Edito DH n° 108 septembre 2006 : Derniers feux

Me trouvant, voici quelques semaines, à un excellent congrès d’excellents hospitaliers, de ceux qui occupent les places de représentation et portent les « grandes voix » de la profession (le lecteur se tromperait en cherchant ici quelque ironie de ma part) je fus soudainement frappé, sinon d’une vision ou d’une intuition fulgurante, mais tout bêtement d’une évidence : 80 % des personnes qui étaient présentes dans la salle quitteraient l’activité dans les 10 ans.

Evidemment, cette projection purement arithmétique m’était déjà connue ; mais je constatais une fois encore qu’on peut avoir intellectuellement enregistré un fait sans pour autant avoir intégré ses tenants, ses aboutissants et surtout sans avoir commencé d’arrêter la moindre disposition opérationnelle pour en maîtriser les conséquences.

Ces mutations générationnelles sont par définition historiquement récurrentes et identifiées, tous les 25 ou 30 ans.

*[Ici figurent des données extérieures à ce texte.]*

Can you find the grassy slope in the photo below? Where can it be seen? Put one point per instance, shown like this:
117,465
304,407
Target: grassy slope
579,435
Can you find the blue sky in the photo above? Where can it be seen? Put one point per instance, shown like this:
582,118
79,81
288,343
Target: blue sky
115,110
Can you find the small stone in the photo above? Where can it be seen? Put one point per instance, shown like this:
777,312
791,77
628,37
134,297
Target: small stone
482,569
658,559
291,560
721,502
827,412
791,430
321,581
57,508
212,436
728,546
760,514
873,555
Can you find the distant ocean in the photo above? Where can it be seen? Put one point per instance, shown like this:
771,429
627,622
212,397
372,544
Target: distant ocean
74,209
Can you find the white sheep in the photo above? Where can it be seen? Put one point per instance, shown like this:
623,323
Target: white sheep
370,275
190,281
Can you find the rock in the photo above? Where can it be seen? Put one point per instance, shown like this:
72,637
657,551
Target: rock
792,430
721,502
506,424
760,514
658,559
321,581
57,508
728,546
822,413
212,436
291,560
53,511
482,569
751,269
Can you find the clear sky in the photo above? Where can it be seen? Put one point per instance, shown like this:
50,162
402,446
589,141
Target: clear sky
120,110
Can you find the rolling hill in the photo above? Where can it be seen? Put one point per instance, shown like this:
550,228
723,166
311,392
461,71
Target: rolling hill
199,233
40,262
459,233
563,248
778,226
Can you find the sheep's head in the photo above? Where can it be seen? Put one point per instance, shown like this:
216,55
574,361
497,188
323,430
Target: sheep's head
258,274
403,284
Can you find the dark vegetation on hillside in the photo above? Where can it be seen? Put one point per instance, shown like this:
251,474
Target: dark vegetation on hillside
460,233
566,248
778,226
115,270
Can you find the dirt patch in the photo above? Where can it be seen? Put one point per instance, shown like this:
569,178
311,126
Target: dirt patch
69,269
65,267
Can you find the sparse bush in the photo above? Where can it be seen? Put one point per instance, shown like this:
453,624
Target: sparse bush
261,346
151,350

Pour s’en tenir à l’après-guerre, deux générations d’hospitaliers se seront distinguées. La première, celles des reconstructeurs de nos grands hôpitaux actuels, fondateurs simultanément de la médecine plein temps et de la fonction de direction. La deuxième, celle des gestionnaires persuadés d’ouvrir nos institutions à l’avènement de la rationalité et de la méritocratie, susceptibles à elles deux de dépasser à la fois l’empirisme ante-ENSP et le mandarinat….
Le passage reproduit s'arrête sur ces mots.